“Dexter is very clear on the way he likes to operate. He will want to meet with you in your home. As I said before, he’s quite happy for you to have a friend or neighbour with you…”
“Oh. I don’t know. Oh. Let me think about this…” I thought I might hyperventilate. Nobody ever came into my flat. It wasn’t as if it was that bad—it just didn’t project the image I wanted people to have of me. I wanted them to see Lara, the charming, slightly distrait, friendly, but busy, city girl. I didn’t want them to see a mess. I wasn’t a mess! I really…okay. I was.
“Dexter will be booked up to the end of the month…”
“Oh. okay.” I was a mess. I knew it, deep down. I needed to be cleaned up. Put away. Tied with a neat ribbon. “You’ll want my address then.”
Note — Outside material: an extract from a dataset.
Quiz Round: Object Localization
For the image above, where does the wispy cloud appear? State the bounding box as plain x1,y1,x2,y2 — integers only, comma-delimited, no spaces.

It was only later, in bed, that the enormity of what I’d signed up for hit me. I had agreed to pay a man to tell me what to do. Paying to be scolded and pushed around by some man! Was I mad? I didn’t know. But I was certainly just a little bit excited…
* * * *
With five minutes to go until zero hour, I decided that I’d done what I could. The unironed clothes were in a basket under the bed. The bills and tickets and whatnot were in a perilous stack on one corner of the kitchen table. All pizza boxes, empty wine bottles and ice cream tubs had been consigned to the recycling. I’d found a duster under the sink and had trailed it across a few surfaces, marvelling at the cloud of dust particles I’d disturbed in the process. Dust is so interesting to watch, isn’t it?
Dishes washed, clutter hidden. Somehow everything still looked wrong, and I wondered if Dexter would eventually come to the same conclusion I had—that my problem was congenital and, as such, untreatable. List making simply wasn’t in my DNA.
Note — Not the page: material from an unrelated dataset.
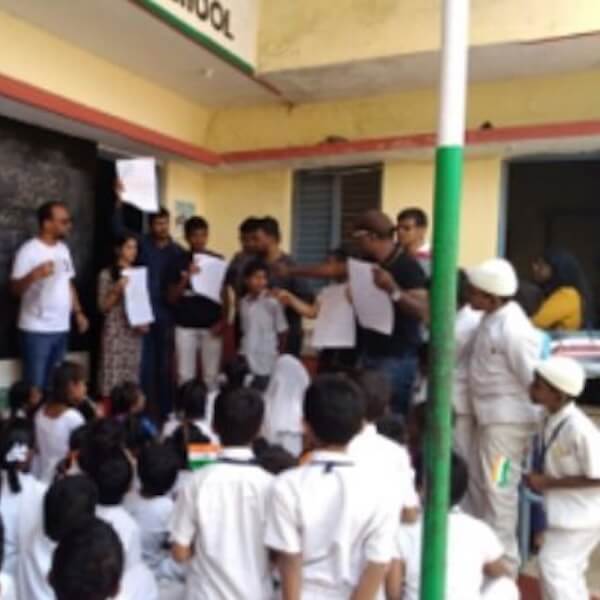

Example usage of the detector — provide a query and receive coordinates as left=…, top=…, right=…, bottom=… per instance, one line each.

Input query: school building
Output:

The buzzer jolted me out of reverie. It was two o’clock exactly—had he stood by the door waiting for the second hand to hit the twelve?
“Hello,” I spoke cautiously into the intercom.
“Miss Fisher? Dexter from ‘New-U’ here.”
“I’ll buzz you in.”
Was that a normal voice? It didn’t seem unusual in any way. Not too high, not too deep, no accent, no speech impediment. Why was I so nervous? I tried to shake the foreboding out of me and remember that I was paying for a service! That put me in the driver’s seat, didn’t it? If he didn’t suit me, I could fire him.
All the same, my skin prickled at the sound of his knock, and I stood a little farther back than I normally would when I opened the door and let him in.
“Hello, hello,” I chirped, talking too fast and too much, as I always did when I was anxious. “Sorry about the state of the place, do take a seat if you can find one, can I get you a drink, tea, coffee, something colder, or I’ve got hot chocolate, or even wine, though I don’t suppose you drink on duty, do you, like policemen, I suppose…”
“No, thank you,” he said, placing a laptop bag on the cleanest rectangle of the kitchen table.
“Really? The cups are clean, I can vouch for it, I washed them up just now…”
“I’m fine. Really.”
It wasn’t quite a smile, more a tightening of the facial muscles. He sat on a kitchen chair and unzipped his bag. He hadn’t shaken my hand or introduced himself, yet. I felt his manners left something to be desired, and I couldn’t help but say so.
“I’m very pleased to meet you, Dexter,” I said, holding out a hand. “I’m Lara Fisher. This is my home.”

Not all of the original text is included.